A Most Interesting Man–Dirty Jobs’ Mike Rowe
I recently had the honor to interview Mike Rowe–host of Discovery’s “Dirty Jobs,” the most high profile gig among the many he has. I wrote up a story for Aol’s Jobs page. I had originally intended to write a different piece for this week’s Scribble. But frankly, I really like the one I already did, with a few extra words below. You can read it here:
He’s one of the most interesting people I’ve ever spoken with. And I’ve been in journalism for 15+ years.
While he might not have the viewership of some other reality hosts–Jeff Probst and Ryan Seacrest come to mind–I would bet few have the overwhelming positive viewer feedback. There is little criticism and much support. No public personal life drama. No tabloid headlines. Basically no BS.
Yeah, the guy got fired from a few jobs. He’s happy to talk about it. He admits to never shopping, not wanting too much stuff, and wearing clothes he gets on photo shoots. Yawn. Or, you can view it as a regular guy who happens to get a lot of attention for being a regular guy and, get this, it didn’t go to his head. I’m sure some therapist out there could find some issue. But why bother?
I interviewed him about his work with a little personal stuff for color. That wasn’t the point of my story, so I had no reason to push on subjects that belong on TMZ. However, it was not fluff at all.
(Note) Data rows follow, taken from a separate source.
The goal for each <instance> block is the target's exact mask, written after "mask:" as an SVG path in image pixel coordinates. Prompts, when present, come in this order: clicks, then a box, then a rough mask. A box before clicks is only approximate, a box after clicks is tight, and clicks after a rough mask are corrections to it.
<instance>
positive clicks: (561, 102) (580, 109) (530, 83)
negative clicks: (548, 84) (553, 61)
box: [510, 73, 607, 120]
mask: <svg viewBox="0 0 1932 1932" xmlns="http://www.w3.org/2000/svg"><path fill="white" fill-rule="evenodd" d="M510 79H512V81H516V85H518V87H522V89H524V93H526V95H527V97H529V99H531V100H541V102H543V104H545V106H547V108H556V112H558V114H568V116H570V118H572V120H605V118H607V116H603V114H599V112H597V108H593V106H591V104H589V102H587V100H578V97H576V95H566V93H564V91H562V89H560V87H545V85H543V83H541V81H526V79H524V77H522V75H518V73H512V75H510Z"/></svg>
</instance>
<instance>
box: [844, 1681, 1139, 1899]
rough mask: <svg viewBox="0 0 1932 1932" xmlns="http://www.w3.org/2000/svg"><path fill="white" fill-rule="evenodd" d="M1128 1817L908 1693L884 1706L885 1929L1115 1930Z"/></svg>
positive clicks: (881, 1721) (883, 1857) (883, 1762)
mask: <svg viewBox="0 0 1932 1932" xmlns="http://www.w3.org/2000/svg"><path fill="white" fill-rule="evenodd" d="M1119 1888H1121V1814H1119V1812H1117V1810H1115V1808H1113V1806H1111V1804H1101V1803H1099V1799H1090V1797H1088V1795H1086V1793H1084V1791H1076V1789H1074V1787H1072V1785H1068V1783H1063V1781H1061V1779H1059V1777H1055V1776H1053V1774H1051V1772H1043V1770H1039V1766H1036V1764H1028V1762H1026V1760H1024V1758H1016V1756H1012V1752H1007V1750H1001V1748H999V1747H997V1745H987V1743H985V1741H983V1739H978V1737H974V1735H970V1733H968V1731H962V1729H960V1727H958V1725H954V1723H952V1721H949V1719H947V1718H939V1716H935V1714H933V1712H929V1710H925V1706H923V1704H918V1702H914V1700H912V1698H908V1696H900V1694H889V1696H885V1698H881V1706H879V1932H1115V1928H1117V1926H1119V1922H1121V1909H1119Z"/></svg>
Rowe is always looking to the next dirty job. But when it comes to giving back–he’s far from trite about it. He connects with people and causes NOT for the photo op but because the guy truly cares. When we talked, he wasn’t looking for extra attention for himself like some celebs. He really wanted notice directed towards a vet-centered program to which he contributes. “Green Cares” takes care of landscaping for vet while they’re deployed. Rowe also gave a special shout out to his buddies from “Deadliest Catch,” the folks who toil to get Alaskan crab legs on your raw bar, in a very dangerous pursuit.
Rowe earnestly fights for the “everyman.” He wants every plumber to make 6-figure salaries and gain respect for their work. He wants to to change the perception of make earning an honest living through hard work–he wants it to be cool. And whether a person is an electrician or a TV host, Rowe knows it could all end tomorrow. So, to borrow an appropriate aphorism, he’s making hay while the sun shines. And yes, he’s done that on “Dirty Jobs.”